Google declares war on Easter (kinda):
“On Easter Sunday, Google chose to honor an iconic figure on its front page — called the ‘doodle’ — which of course is viewed by millions around the world.
Many would have expected that figure to be Jesus, or perhaps something related to Easter.
Instead, Google went with a drawing of the late Hispanic civil rights leader Cesar Chavez, who would have turned 86. He founded the United Farm Workers Union and led the group until his death in 1993.
Google said it wasn’t sending out any type of political statement, but many took it as a snub on Jesus and Easter. Reaction was swift and strong on social media. …
There have been over 1,000 doodles since 1998 — but never one for Easter or for any other religious holiday. Even Christmas is celebrated as the ‘Happy Holidays’ series.”
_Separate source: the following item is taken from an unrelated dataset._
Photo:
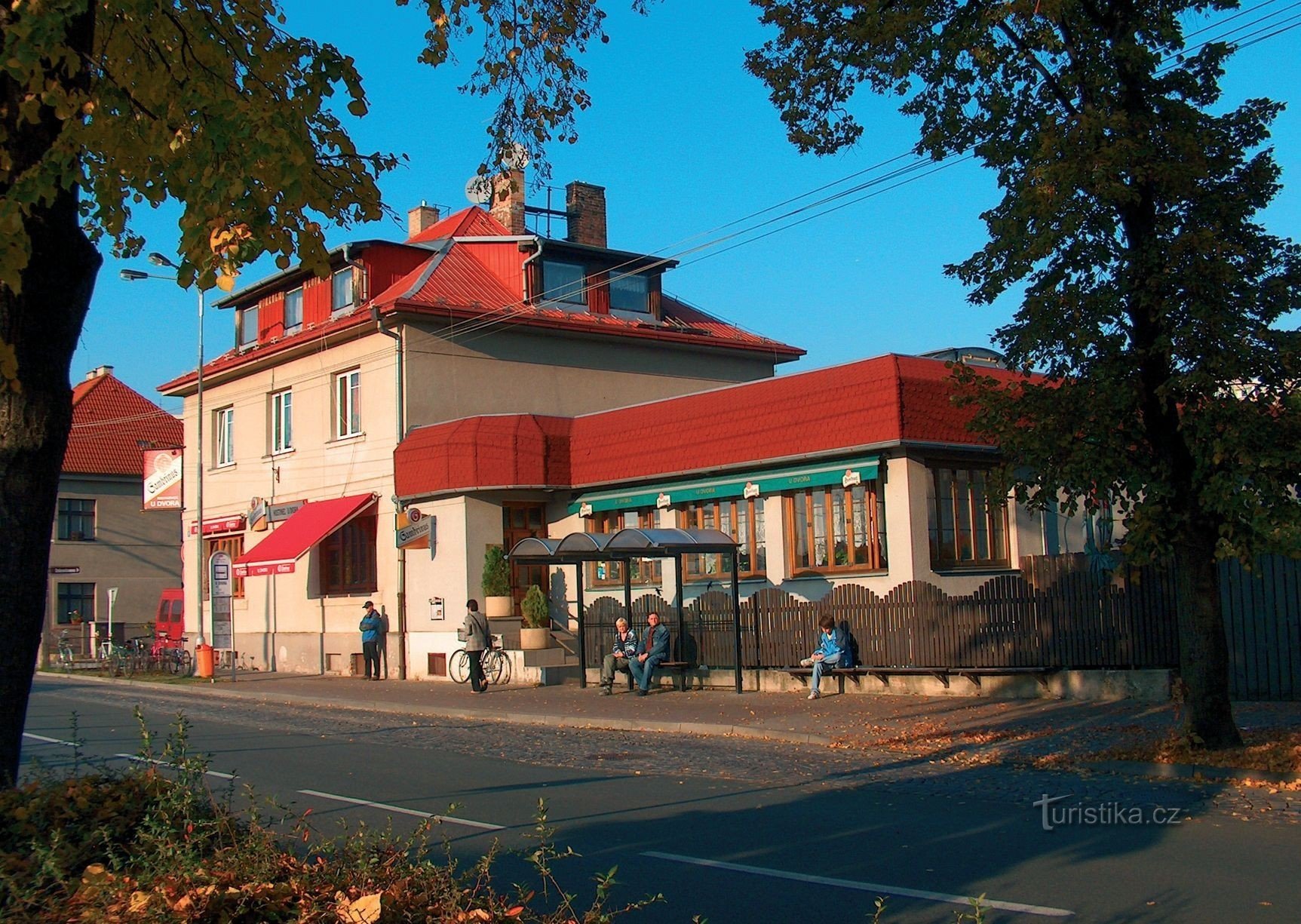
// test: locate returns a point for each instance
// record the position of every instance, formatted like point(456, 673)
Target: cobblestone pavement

Well, whaddayaknow. Google’s run by a bunch of tech-savvy nerds who don’t take religion all that seriously. Whodathunkit!
Don’t worry, Google. I feel your pain.
As a Latino atheist, it’s nearly impossible to keep a strictly secular lifestyle, especially around Christmas and Holy Week — which in my mom’s native Honduras is more like Christapalooza.
This past weekend I was asked to lead my in-laws in prayer. Even though my suegra knows full well I’m an atheist (I once had an epic debate with her church friends at her kitchen table), she nonetheless insisted I “thank God” for all he’s done for my wife and I.
Words cannot describe how painful it was to thank an imaginary pimp in the sky, especially since I normally avoid behaving irrationally.
I was “encouraged” to persignarme and say a prayer. Pretending not to know one, I gave the most languid faux-improvised oración I could muster.
Later I rattled off the Lord’s Prayer to everyone as we ate, making sure my mother-in-law could hear me. I didn’t want her to think I was ignorant. Just dissident.
Whether you agree or not, I crossed myself and said a few words out of formal respect for my mother-in-law, even though she didn’t show me any by pressuring me to do those things in the first place.
Still, it was her house and her religion.
But when I read about the flack Google’s getting over not celebrating the popular holy day, I realized that the company was getting a macro version of what I had. Here was religion doing what it does best: muscling people into conforming.
Why should Google have put Jesus or the Easter bunny on its homepage yesterday? Because Christianity is the largest religion in the United States? Why should that make Google do anything?
These two stories illustrate why I’m so staunchly antitheist.
It’s not that religion has people believing in imaginary creatures and places. It’s not that religion is anti-science and pro-sheep mentality.
Those are very good reasons to sneer at it.
It’s that while the faithful rely on the trite phrase “To each his own” to get them out of explaining the rationale behind their faith, “To each his own” flies out the stained glass window whenever they’re trying to save souls.
Because it’s not enough that they believe in their nonsense. They want you and I to believe in it, too.
And they’re willing to go to any lengths to see you in their church, whether its launching a crusade, lighting a pyre, passing a law or converting to Bing.